Dragonflies, unbeknownst to some, live most of their lives (up to four years) as armored nymphs in calm aquatic environments. The warm sun of early summer heats the waters, enticing the mature nymphs to the surface where they crawl out and clasp themselves to tall grasses, wood, and stone. Here they begin their hatch. Attached to a cattail leaf above the water, the nymph’s exoskeleton begins to dry and crack along the back where the dragonfly emerges, compressed and translucent, expanding into a world of bug feasts, avian maneuvers, sex, and egg laying. Their terrestrial phase occurs no longer than two months causing their numbers to dwindle by late summer.
Those of us working inside this time of year suffer through the mocking rays of light filtering through paned glass windows. The vigor of those coming in from outside tickles the nerves and draws conscious thought away from tasks and into daydreams of lake breezes on bare skin, lush winding hiking trails, and the transforming hues of clouds low on the horizon. For most of us trying to take advantage of the summer day, a strange phenomenon occurs, while the length of the day in relation to sunlight increases, time seems to move more quickly. Weekends fill with social obligations, and the list of things to do and places to visit become too numerous to accomplish. Summer spurs the endless chase of the elusive present moment.

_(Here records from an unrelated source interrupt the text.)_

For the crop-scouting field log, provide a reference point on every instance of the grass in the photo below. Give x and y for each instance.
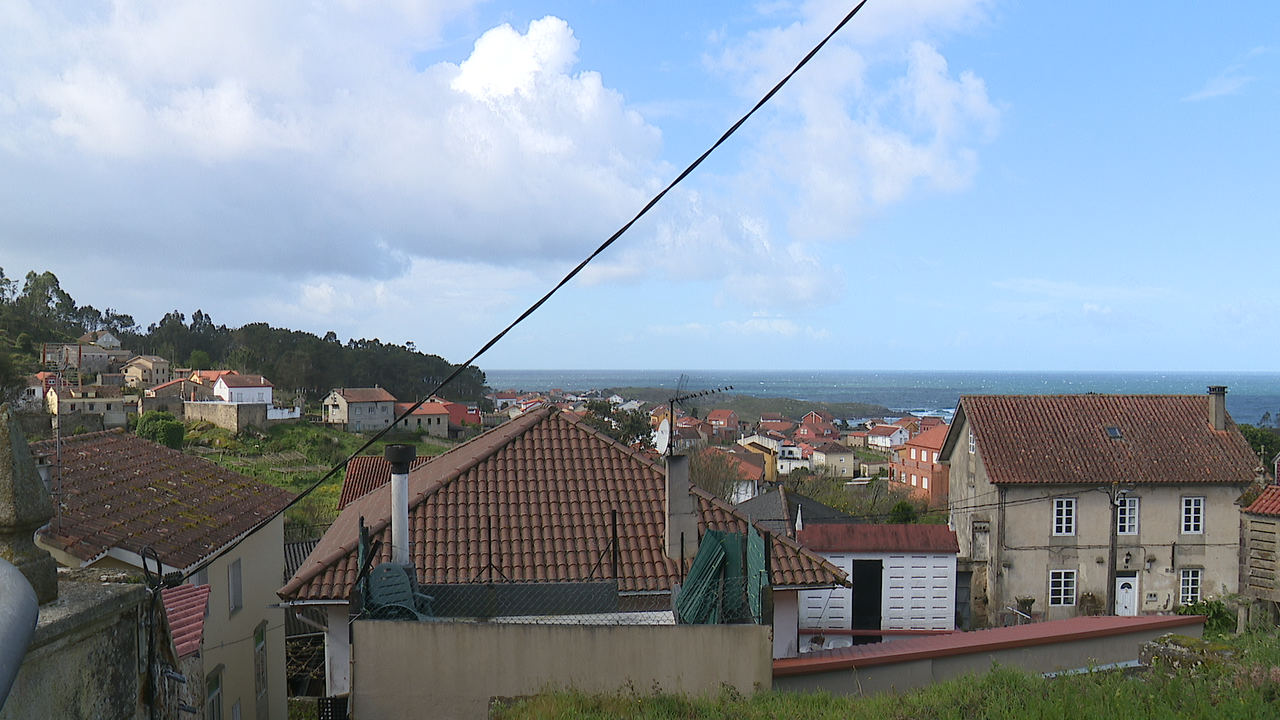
(264, 454)
(1248, 686)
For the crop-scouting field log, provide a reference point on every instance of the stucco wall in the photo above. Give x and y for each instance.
(449, 670)
(1050, 657)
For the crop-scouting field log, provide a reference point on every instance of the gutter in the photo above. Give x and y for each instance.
(18, 616)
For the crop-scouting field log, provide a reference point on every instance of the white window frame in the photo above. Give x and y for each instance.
(234, 587)
(1193, 515)
(1064, 518)
(1189, 584)
(1061, 588)
(1127, 516)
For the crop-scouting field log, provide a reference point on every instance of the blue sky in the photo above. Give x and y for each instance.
(951, 185)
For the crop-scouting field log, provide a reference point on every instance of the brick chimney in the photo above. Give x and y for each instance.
(1217, 408)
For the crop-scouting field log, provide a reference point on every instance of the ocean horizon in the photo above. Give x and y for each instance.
(1249, 395)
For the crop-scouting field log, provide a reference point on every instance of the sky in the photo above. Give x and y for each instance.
(950, 185)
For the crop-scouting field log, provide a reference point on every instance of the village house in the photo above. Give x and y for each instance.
(360, 409)
(146, 370)
(233, 387)
(917, 464)
(1068, 505)
(489, 511)
(123, 496)
(432, 418)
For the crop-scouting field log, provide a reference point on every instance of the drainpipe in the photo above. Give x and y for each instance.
(18, 615)
(401, 456)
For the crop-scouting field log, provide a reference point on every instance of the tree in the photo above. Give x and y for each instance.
(714, 472)
(163, 428)
(903, 514)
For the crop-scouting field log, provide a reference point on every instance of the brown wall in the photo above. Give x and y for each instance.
(398, 669)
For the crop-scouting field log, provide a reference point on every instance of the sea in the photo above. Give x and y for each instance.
(1249, 395)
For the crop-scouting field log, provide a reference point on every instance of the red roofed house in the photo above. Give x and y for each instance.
(904, 579)
(243, 388)
(432, 418)
(122, 495)
(887, 437)
(917, 465)
(1032, 482)
(360, 409)
(534, 500)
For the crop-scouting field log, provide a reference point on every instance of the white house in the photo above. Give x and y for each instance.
(243, 388)
(904, 583)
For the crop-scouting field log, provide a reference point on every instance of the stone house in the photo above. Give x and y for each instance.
(122, 496)
(1089, 502)
(360, 409)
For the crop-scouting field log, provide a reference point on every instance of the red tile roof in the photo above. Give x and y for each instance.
(880, 538)
(365, 395)
(1267, 502)
(366, 473)
(533, 500)
(186, 606)
(236, 379)
(1063, 438)
(127, 492)
(977, 642)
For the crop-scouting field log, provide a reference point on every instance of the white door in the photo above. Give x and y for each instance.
(1127, 596)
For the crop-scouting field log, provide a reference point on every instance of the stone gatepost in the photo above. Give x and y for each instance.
(24, 507)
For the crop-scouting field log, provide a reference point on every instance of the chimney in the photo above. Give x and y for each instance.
(680, 534)
(401, 456)
(1217, 408)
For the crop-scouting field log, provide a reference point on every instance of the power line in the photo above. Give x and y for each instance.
(533, 308)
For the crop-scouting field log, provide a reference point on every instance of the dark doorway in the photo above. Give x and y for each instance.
(868, 589)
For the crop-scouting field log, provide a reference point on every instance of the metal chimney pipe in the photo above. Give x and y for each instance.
(401, 456)
(1217, 406)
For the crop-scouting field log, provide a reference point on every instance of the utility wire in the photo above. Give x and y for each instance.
(533, 308)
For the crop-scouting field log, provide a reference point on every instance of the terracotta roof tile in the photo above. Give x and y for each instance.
(128, 492)
(1063, 438)
(531, 500)
(186, 606)
(366, 473)
(1267, 502)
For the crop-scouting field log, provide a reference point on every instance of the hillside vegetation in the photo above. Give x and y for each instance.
(1244, 684)
(749, 408)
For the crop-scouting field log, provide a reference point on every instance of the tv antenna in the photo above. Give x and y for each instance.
(662, 438)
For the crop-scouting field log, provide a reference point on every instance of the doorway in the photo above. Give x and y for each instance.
(1127, 593)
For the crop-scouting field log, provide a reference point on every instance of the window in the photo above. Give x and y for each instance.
(1193, 515)
(1061, 587)
(214, 696)
(1064, 518)
(1127, 516)
(1189, 587)
(234, 589)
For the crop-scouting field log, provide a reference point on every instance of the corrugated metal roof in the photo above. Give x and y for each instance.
(880, 538)
(1063, 438)
(533, 500)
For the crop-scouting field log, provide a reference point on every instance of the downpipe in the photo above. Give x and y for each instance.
(18, 615)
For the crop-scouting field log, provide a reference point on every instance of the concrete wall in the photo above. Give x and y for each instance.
(229, 415)
(451, 670)
(83, 661)
(912, 674)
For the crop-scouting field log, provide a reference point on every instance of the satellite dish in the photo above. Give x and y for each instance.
(662, 437)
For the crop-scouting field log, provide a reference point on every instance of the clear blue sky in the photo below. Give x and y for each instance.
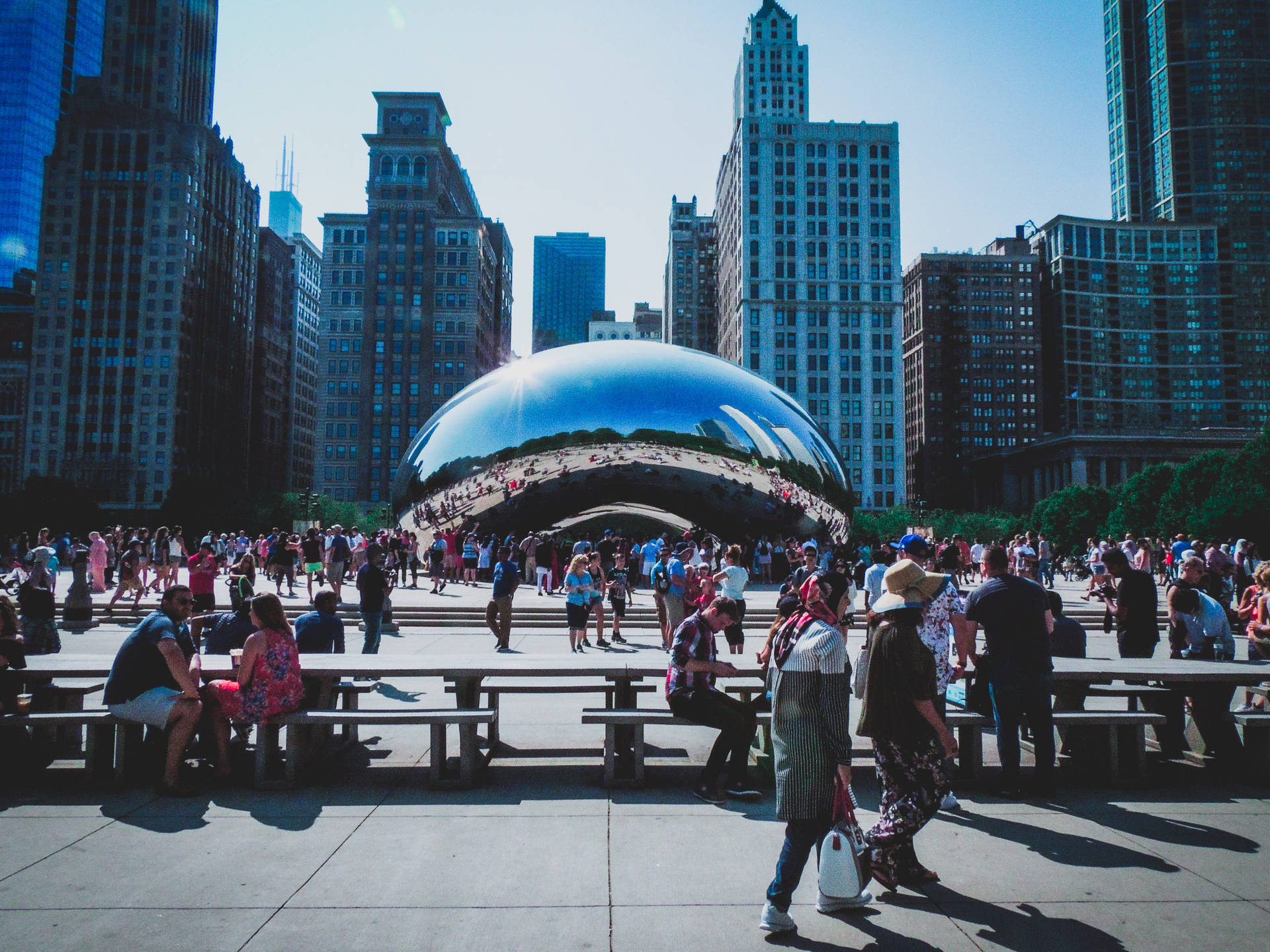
(589, 114)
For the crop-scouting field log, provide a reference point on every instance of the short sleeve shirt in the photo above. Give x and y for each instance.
(1013, 615)
(937, 629)
(140, 666)
(693, 641)
(734, 584)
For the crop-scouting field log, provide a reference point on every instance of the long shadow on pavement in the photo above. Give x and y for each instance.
(1064, 848)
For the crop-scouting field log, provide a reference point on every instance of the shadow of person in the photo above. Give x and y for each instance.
(1171, 829)
(867, 920)
(1023, 928)
(393, 694)
(1067, 848)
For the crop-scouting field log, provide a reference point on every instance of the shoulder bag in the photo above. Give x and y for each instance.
(843, 855)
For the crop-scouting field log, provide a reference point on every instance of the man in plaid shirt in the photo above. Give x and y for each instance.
(691, 694)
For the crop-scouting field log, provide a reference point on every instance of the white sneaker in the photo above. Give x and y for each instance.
(775, 920)
(836, 904)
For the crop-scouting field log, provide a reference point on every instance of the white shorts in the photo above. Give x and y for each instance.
(153, 707)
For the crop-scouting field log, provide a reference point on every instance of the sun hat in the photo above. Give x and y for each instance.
(908, 586)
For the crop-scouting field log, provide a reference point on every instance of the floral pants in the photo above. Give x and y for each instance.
(912, 782)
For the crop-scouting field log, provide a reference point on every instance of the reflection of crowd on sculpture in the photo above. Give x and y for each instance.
(465, 499)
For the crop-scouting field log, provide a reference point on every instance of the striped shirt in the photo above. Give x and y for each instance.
(810, 733)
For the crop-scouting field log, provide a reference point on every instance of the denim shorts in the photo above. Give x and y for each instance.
(151, 707)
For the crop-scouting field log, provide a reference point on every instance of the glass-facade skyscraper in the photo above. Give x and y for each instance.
(1189, 122)
(568, 287)
(44, 46)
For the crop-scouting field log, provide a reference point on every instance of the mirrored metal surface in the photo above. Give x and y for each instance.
(611, 423)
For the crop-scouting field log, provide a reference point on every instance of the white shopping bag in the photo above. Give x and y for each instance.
(843, 853)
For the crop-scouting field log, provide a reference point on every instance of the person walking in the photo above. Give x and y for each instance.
(911, 742)
(498, 612)
(691, 694)
(810, 684)
(1016, 622)
(577, 601)
(732, 580)
(374, 587)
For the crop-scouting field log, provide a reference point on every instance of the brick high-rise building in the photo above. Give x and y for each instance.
(145, 307)
(16, 321)
(690, 315)
(972, 367)
(807, 219)
(414, 307)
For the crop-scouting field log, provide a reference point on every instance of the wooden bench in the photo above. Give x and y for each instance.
(1133, 692)
(1256, 742)
(103, 756)
(638, 720)
(66, 695)
(497, 687)
(470, 761)
(1127, 738)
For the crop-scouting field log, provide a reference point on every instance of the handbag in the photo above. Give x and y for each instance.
(978, 697)
(843, 870)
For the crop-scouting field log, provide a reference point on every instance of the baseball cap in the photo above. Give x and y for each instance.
(912, 542)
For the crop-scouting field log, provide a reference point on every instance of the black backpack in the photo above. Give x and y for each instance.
(661, 578)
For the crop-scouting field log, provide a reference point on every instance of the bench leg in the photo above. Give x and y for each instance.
(1256, 746)
(1114, 756)
(493, 727)
(351, 703)
(969, 752)
(610, 753)
(128, 740)
(267, 754)
(469, 754)
(99, 750)
(638, 766)
(437, 756)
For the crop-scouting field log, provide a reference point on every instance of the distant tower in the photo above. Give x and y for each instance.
(286, 216)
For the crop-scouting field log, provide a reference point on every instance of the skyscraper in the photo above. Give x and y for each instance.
(145, 302)
(690, 315)
(44, 48)
(415, 299)
(972, 367)
(1189, 124)
(568, 287)
(807, 219)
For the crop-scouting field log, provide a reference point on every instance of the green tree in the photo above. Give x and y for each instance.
(1181, 504)
(1071, 516)
(1138, 500)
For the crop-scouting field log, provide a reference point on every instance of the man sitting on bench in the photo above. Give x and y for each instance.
(691, 694)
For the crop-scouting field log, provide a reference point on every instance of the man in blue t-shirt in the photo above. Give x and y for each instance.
(155, 681)
(498, 612)
(679, 586)
(321, 631)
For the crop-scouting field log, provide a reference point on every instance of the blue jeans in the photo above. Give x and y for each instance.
(1015, 695)
(800, 836)
(372, 621)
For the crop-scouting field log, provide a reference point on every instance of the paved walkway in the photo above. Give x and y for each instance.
(542, 857)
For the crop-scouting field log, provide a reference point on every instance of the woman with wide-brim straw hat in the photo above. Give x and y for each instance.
(911, 742)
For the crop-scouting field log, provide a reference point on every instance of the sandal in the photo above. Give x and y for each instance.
(883, 876)
(919, 876)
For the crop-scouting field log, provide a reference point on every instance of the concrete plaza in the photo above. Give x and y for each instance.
(540, 856)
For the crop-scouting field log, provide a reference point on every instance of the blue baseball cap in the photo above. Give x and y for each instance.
(912, 542)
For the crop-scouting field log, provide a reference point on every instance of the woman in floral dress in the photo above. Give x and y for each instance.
(267, 681)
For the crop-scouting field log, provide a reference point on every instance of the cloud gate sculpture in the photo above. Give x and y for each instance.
(622, 427)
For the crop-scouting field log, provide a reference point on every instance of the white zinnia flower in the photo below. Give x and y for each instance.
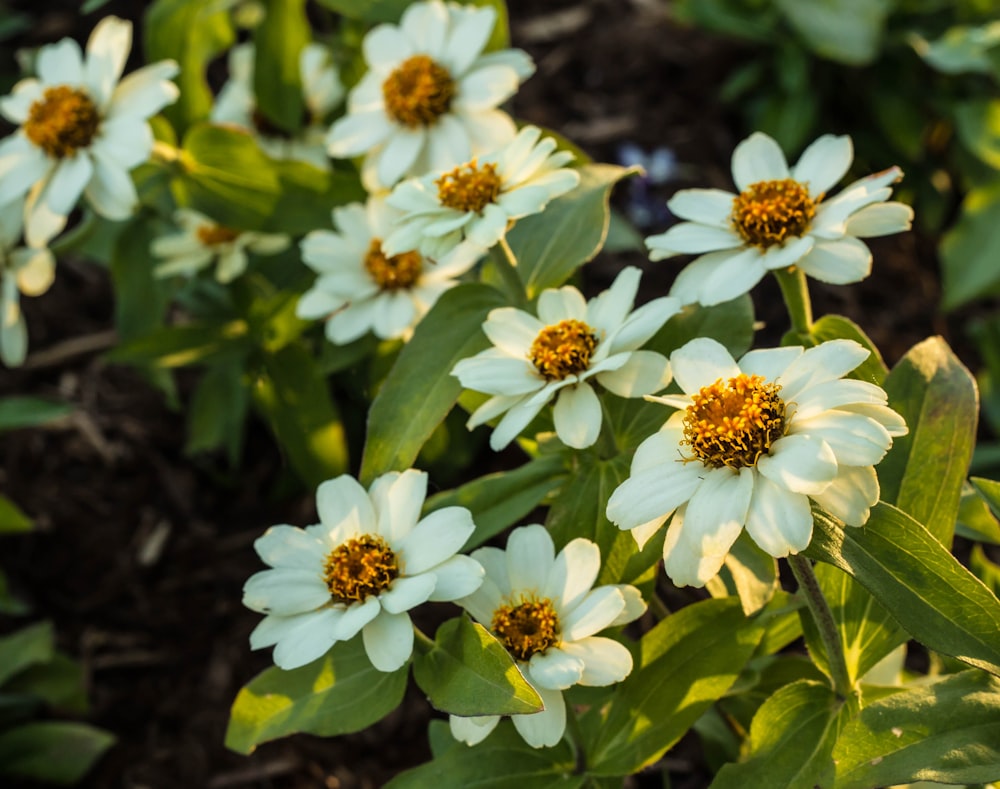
(543, 609)
(780, 218)
(22, 270)
(202, 240)
(428, 101)
(81, 130)
(466, 211)
(752, 443)
(369, 561)
(360, 288)
(321, 90)
(556, 354)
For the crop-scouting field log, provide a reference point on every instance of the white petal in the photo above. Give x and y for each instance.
(801, 464)
(529, 558)
(577, 415)
(605, 661)
(758, 158)
(388, 640)
(779, 521)
(824, 163)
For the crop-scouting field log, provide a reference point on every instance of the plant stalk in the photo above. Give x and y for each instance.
(819, 608)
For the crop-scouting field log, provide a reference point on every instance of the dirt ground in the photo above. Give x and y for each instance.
(140, 553)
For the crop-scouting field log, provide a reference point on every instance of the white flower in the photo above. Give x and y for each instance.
(321, 90)
(22, 270)
(428, 101)
(466, 211)
(780, 218)
(81, 130)
(360, 288)
(555, 355)
(202, 240)
(543, 608)
(750, 445)
(369, 561)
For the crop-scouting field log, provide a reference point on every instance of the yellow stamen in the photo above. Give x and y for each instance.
(768, 213)
(418, 92)
(395, 273)
(62, 122)
(469, 187)
(563, 349)
(732, 423)
(359, 568)
(526, 628)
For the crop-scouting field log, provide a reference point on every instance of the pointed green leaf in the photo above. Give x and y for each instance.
(687, 662)
(294, 398)
(502, 761)
(227, 177)
(550, 246)
(924, 471)
(337, 694)
(420, 390)
(277, 82)
(191, 32)
(927, 591)
(791, 739)
(946, 732)
(499, 500)
(59, 752)
(469, 672)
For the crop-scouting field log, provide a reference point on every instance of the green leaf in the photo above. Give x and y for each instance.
(469, 672)
(26, 647)
(420, 390)
(924, 471)
(918, 581)
(12, 517)
(18, 412)
(277, 82)
(499, 500)
(970, 249)
(191, 32)
(294, 398)
(336, 694)
(687, 662)
(502, 761)
(227, 177)
(847, 31)
(946, 732)
(57, 752)
(837, 327)
(550, 246)
(192, 343)
(791, 739)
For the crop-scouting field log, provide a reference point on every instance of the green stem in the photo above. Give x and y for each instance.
(795, 292)
(506, 266)
(823, 616)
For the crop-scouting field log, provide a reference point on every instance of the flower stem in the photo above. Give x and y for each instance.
(795, 292)
(823, 616)
(506, 266)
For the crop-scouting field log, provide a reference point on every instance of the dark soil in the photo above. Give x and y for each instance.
(140, 553)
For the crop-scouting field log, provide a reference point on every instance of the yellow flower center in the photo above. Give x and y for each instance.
(469, 187)
(395, 273)
(732, 423)
(769, 212)
(563, 350)
(527, 628)
(361, 567)
(212, 235)
(62, 122)
(418, 92)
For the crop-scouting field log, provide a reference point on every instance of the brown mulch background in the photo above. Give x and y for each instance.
(140, 553)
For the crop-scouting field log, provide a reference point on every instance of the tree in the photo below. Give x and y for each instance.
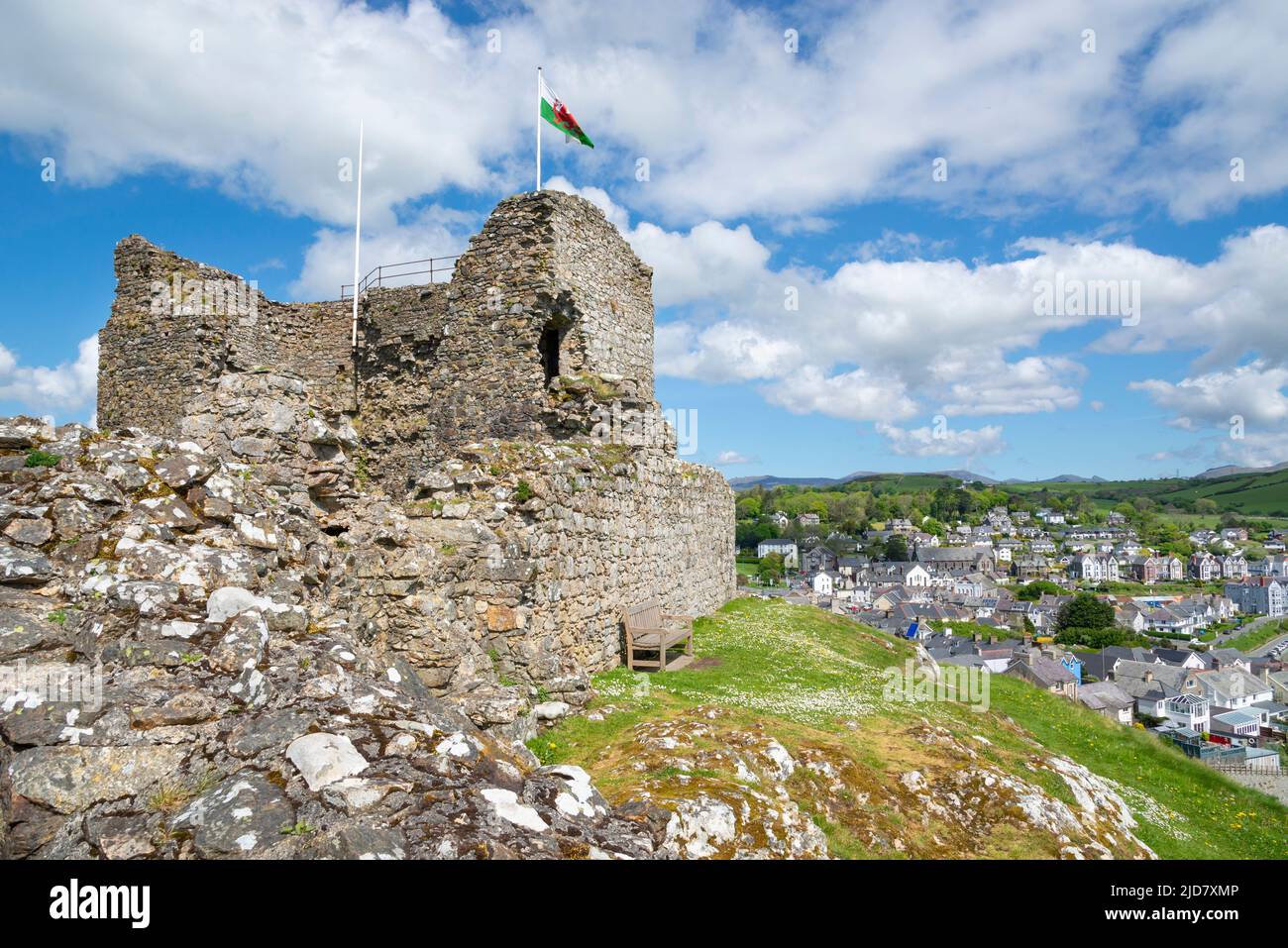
(771, 569)
(1085, 612)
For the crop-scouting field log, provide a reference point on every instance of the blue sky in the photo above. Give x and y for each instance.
(790, 151)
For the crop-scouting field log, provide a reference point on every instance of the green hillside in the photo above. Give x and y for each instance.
(1258, 494)
(887, 779)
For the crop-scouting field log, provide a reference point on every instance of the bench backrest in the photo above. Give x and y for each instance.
(644, 616)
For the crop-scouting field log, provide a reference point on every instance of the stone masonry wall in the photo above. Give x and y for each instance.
(490, 531)
(438, 365)
(518, 559)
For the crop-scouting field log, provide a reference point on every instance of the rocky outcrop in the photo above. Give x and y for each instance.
(179, 677)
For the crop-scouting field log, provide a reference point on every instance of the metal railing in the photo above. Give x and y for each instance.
(389, 272)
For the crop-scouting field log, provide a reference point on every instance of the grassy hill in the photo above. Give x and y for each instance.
(888, 779)
(1258, 494)
(1253, 494)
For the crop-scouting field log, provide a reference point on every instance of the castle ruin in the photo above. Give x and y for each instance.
(471, 449)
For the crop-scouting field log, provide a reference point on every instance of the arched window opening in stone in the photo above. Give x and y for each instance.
(549, 350)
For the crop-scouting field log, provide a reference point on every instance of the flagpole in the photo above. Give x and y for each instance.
(539, 128)
(357, 243)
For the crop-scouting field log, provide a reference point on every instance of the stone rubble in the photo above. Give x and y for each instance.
(175, 686)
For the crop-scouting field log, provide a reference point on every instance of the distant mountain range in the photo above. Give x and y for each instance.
(1231, 469)
(769, 480)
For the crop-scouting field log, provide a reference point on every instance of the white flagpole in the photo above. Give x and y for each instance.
(539, 128)
(357, 243)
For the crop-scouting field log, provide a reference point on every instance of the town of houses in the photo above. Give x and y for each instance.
(1215, 703)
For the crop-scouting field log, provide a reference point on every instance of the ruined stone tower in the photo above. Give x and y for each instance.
(482, 411)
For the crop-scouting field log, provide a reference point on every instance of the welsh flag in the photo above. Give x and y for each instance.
(555, 112)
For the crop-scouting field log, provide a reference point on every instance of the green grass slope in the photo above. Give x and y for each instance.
(814, 683)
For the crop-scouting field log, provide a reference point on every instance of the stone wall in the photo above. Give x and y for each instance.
(518, 559)
(437, 366)
(490, 528)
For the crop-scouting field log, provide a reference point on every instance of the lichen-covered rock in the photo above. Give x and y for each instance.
(185, 690)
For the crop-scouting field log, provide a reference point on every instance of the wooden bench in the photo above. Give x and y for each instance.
(652, 631)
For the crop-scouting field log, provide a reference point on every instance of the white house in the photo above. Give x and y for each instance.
(1189, 711)
(1234, 687)
(784, 548)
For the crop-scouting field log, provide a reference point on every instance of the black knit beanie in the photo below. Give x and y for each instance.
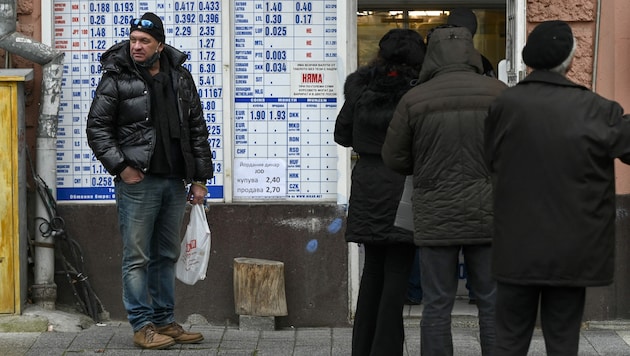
(402, 46)
(548, 45)
(156, 30)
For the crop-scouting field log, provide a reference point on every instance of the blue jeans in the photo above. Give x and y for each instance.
(150, 215)
(439, 286)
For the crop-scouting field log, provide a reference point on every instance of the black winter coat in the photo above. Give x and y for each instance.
(371, 97)
(436, 134)
(120, 129)
(550, 145)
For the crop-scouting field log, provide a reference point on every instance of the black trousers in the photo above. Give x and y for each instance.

In nature, as the season progresses, the once electrifying greens of spring begin to dull. Before we know it, tomatoes are ripening into deep reds and purples, and the goldenrods and asters are blooming. In town, the college students are moving into their dorms and young children board the yellow bus while we wait patiently in traffic. Some welcome the change with anticipation of harvest festivals, cider donuts, and corn mazes, while others feel depressed by the notion of winter’s encroaching darkness. Despite our resistance, the mayfly, stonefly, and caddisfly, each year during this time, hatch, lay their eggs, and die. The brook trout rise to eat, and a small red maple leaf flutters, dropping slowly to the water’s surface.
Great read. Thank you for sharing your thoughts.